Oscilar no tratamento ao terror não significa que o estilo não carregue camadas densas às sensações experimentadas. Nas cenas de ataque e de contaminação das vítimas, transborda uma sensualidade poderosa que remete ao erotismo impregnado nas características dos vampiros – é o que acontece, por exemplo, nos momentos em que uma mulher parece reagir com prazer às duas mordidas que leva e em que dois homens fazem sexo após um deles ter sido violentamente atacado pelo outro. Nesse sentido, é revelador que a maioria dos personagens seja da comunidade LGBTQIA+ e se relacionem sexualmente sem que isto seja uma questão especial para eles ou algo a se esconder por proteção ou falta de autorreconhecimento – assim, os diretores Jorge Polo e Petrus de Bairros escancaram como a sociedade oprime os corpos, afetos, identidades e relações daqueles que não pertencem à heterossexualidade, taxando-os como monstros.

A criatividade dos cineastas também se observa na condução original das imagens. Se a proposta é se apropriar do terror para fazer comentários sociais e propor experiências sensoriais peculiares, a construção formal da obra precisa acompanhar a multiplicidade de ideias. Logo, em muitas sequências a fotografia ganha uma granulação aparentemente amadora, os enquadramentos são feitos espontaneamente sem a obrigação de serem supostamente “corretos”, o design sonoro incorpora ruídos irrealistas fora de algum naturalismo cênico e a decupagem das cenas brinca propositalmente com as regras de continuidade.

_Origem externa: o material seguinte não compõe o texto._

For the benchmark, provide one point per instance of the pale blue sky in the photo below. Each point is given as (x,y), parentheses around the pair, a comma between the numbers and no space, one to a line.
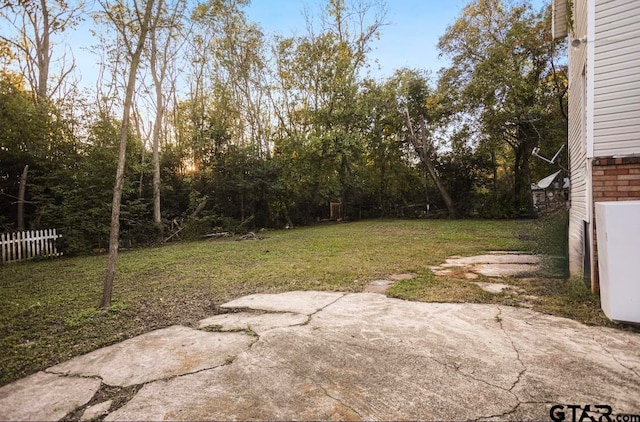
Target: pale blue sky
(409,39)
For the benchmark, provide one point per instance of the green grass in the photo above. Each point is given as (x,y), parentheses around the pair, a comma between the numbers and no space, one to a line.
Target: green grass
(49,313)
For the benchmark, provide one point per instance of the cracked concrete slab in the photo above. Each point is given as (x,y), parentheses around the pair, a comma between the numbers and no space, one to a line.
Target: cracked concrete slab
(155,355)
(378,286)
(44,396)
(370,357)
(495,287)
(306,303)
(96,411)
(505,269)
(258,323)
(366,356)
(497,258)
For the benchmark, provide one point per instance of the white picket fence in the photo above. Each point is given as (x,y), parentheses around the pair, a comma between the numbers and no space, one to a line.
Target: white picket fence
(18,246)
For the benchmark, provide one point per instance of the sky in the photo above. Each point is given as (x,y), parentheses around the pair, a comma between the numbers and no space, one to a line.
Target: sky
(409,39)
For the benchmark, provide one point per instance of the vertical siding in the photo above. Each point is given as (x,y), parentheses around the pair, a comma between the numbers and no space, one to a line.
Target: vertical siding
(617,78)
(559,21)
(577,141)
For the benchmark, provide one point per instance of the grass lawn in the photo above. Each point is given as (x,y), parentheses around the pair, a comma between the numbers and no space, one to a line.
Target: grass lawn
(49,313)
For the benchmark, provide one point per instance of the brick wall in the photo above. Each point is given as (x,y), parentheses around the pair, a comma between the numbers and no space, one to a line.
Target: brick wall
(614,179)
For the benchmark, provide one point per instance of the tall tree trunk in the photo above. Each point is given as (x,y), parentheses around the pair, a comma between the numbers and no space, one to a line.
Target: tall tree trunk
(21,193)
(522,182)
(422,147)
(122,154)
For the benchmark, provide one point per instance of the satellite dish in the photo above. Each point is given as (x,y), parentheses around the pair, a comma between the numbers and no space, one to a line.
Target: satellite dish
(577,42)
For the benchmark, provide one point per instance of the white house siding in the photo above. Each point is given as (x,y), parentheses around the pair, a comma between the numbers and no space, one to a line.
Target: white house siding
(617,78)
(578,165)
(560,19)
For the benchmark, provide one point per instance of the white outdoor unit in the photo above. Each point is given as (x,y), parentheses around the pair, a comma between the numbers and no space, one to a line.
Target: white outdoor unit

Em conjunto, essas técnicas constroem um jogo contrastante de sensações, que harmoniza com as propostas temáticas de um enredo incomum.

Em certa medida, são contraditórias as passagens em que o filme investe no naturalismo das atuações e da construção visual. As dinâmicas entre personagens conversando na escola ou na entrada de um bar são marcadas por diálogos intencionalmente mais livres e por uma decupagem de cores e enquadramentos convencionais, incapazes na prática de fortalecer a sensação de naturalidade pretendida. Os efeitos se frustram porque as decisões soam artificiais (como moldadas tão controladamente que insinuam uma espontaneidade não sentida artisticamente) e pouco conectadas à estilização experimentadas em outras sequências – em termos totais, são breves momentos desvinculados da unidade estética proposta.

Exceto por desvios ocasionais de sua ideia fundante, “Canto dos ossos” se fundamenta a partir dos encontros e das ligações dos personagens. São confluências experimentais, marginalizadas e expressivas que impõem diferentes leituras: pode parecer um conto assustador e violento de dilaceração e morte para aqueles que não concebem a existência de diversas formas de relacionamento afetivo; pode ser um convite para a aceitação de corpos e identidades através da naturalidade pela qual indivíduos desconhecidos se encontram e se conectam. No fim das contas, o verdadeiro terror pode estar na percepção de que distintas afetividades podem ser considerados monstros.  

* Filme assistido durante a cobertura da 9ª edição do Olhar de Cinema de Curitiba (9th Curitiba Int’l Film Festival).